Kasus cuci darah yang menyerang anak usia dini menjadi perhatian publik. Pasalnya, di Jawa Barat, tercatat sebanyak 77 anak yang rutin menjalani prosedur hemodialisis atau cuci darah.
“Kasus anak yang perlu di hemodialisasi di Jabar pada 2023 sekitar 125 anak lalu pada tahun 2024 sampai juli tercatat 77 anak.” Jelas Kabid Pencegahan dan Pengendalian Penyakit Dinas Kesehatan Jabar, Rochady Hendra Setya (2/8).
Melansir dari Liputan6, di Rumah Sakit Cipto Mangunkusumo (RSCM) Jakarta melaporkan terdapat 60 pasien anak yang rutin menjalani prosedur cuci darah untuk menggantikan fungsi ginjal.
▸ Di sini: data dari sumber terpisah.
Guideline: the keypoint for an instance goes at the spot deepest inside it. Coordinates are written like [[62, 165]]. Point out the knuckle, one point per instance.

Dari 60 pasien anak, sekitar 30 anak menjalani prosedur hemodialisis, sisanya menjalani Continuous Ambulatory Peritoneal Dialysis (CAPD).
Terkait hal tersebut, Ketua Ikatan Dokter Anak Indonesia (IDAI) dr. Piprim Basarah Yanuarso menanggapi ada beberapa penyebab seorang anak mengalami penyakit ginjal, pertama karena terdapat kelainan sejak lahir, seperti ginjalnya kecil atau terdapat kista di dalam ginjalnya. Kedua, Systemic Lupus Erythematosus (SLE) di mana sistem kekebalan tubuh menyerang jaringan ginjal dan berujung pada cuci darah.
Meskipun kedua hal tersebut menjadi faktor yang menyebabkan gagal ginjal pada anak, terdapat beberapa faktor lain yaitu, tingginya konsumsi gula dan minimnya edukasi gaya hidup sehat.
Tingginya Konsumsi Gula Menjadi Salah Satu Masalah Terbesar
Dilansir dari beberapa sumber, gaya hidup atau pola hidup menjadi salah satu faktor yang melatarbelakangi meningkatnya kasus cuci darah pada anak.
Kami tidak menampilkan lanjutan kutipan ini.